Milton was sentenced to four years in prison, ordered to pay a $1 million fine and return certain property in Utah. During Milton’s appeal, while he was free on bond, President Trump pardoned him, claiming that Milton had been targeted for his political support of Trump. Milton never served any time in prison. Notably, in October 2024, just weeks before the presidential election, Milton and his wife donated more than $1.8 million to Trump’s campaign and related committees, according to Federal Election Commission filings. 

The pardon, which erased Milton’s criminal conviction and its penalties, was followed on September 10 by the SEC’s dismissal of its case against him, which sought disgorgement and civil penalties. Once again, the Commission’s stated reason for the dismissal was that “in the exercise of its discretion, [the SEC] believe[d] the dismissal [was] appropriate.” The pardon and dismissal of the SEC case did not, however, eliminate Milton’s obligation to pay a $168 million arbitration award to Nikola to reimburse the company for its SEC fine. 

Carlos Watson. In July 2024, a federal jury in Brooklyn, New York convicted Watson, the founder and chief executive officer of Ozy, of conspiracy to commit securities fraud and wire fraud, plus aggravated identity theft. The charges stemmed from a years-long scheme to defraud Ozy investors by lying about the company’s financial performance, contracts, and acquisition prospects. The trial highlighted a key incident where Ozy’s former chief operating officer impersonated a YouTube executive during a 2021 call with bankers. Watson was accused of instructing the COO during the scheme. 

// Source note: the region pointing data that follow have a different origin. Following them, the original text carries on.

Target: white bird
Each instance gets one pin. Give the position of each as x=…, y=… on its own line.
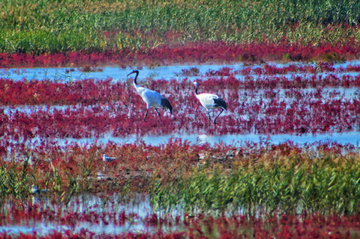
x=36, y=190
x=210, y=101
x=151, y=98
x=108, y=159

In December 2024, a federal judge sentenced Watson to 116 months in prison and ordered Watson and Ozy to pay $96 million in restitution to investors. On March 28, 2025, mere hours before Watson was set to surrender himself to federal custody, President Trump granted him clemency, commuting his sentence and nullifying the court’s restitution and forfeiture orders. According to Reuters and other news media, Watson cultivated allies of the President, including White House pardon czar Alice Marie Johnson, while casting himself as a victim of “selective prosecution.” On September 12, the Commission sought dismissal of its civil enforcement case against Watson, once again stating that it was doing so “in the exercise of its discretion.”

(It bears mentioning that the SEC also dismissed its enforcement action against Mark Kuhrt, the former controller of Stanford Financial Group who had been convicted in 2012 of helping to conceal Allen Stanford’s Ponzi scheme; the Commission’s dismissal followed the 2024 commutation of Kuhrt’s sentence by then-President Biden. However, unlike Archer, Milton, and Watson, none of whom served any time and all of whom faced hefty restitution obligations, Kuhrt had, at the time of his commutation, served a significant portion of his sentence, faced only a $1,000 penalty, and was required to pay no restitution. Additionally, the SEC’s case, filed in June 2009, had languished with no action on it for over a decade.)  

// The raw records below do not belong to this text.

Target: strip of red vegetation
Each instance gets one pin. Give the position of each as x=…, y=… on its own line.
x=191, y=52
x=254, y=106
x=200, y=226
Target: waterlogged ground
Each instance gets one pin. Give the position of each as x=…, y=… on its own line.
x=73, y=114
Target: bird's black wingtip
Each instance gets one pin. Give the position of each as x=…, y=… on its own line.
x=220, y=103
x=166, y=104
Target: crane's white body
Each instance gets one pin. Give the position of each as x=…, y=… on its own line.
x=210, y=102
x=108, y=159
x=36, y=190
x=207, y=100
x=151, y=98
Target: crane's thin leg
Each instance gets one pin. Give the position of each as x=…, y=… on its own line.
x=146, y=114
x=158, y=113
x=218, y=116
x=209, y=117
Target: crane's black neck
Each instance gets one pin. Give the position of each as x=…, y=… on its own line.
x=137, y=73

It strains credulity to explain these three dismissals as being based on prosecutorial discretion and not political pressure. If the SEC is viewed as beholden to the political whims of the president and allows large donors and other well-connected people to avoid civil prosecution for securities fraud in cases where investors lost millions of dollars, it is difficult to imagine how the Commission can continue to fulfill its mission: maintaining fair and efficient markets, protecting investors, and facilitating capital formation.

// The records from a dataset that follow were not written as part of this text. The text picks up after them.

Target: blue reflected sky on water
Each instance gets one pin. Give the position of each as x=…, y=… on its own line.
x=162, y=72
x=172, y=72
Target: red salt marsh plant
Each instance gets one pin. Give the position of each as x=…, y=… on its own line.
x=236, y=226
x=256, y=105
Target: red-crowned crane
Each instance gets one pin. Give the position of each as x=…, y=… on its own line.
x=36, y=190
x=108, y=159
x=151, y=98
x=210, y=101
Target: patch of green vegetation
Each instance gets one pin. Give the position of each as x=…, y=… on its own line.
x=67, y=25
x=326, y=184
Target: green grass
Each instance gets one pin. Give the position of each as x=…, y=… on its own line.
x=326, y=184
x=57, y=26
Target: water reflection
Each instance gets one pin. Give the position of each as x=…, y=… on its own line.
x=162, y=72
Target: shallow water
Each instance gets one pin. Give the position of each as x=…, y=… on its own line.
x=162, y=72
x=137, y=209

In addition, the dismissal of the SEC’s civil enforcement actions against the three convicted felons means that these men will not be required by the government to make their victims whole. They will also not be required to pay any additional civil penalties to the government, nor will they face restrictions that the SEC had sought on their ability to work in securities-related positions. 

For decades, the United States has had the most vibrant and transparent capital markets in the world. With a compromised Securities and Exchange Commission, which apparently now takes a transactional view towards the Rule of Law, it is doubtful that our capital markets will maintain that reputation.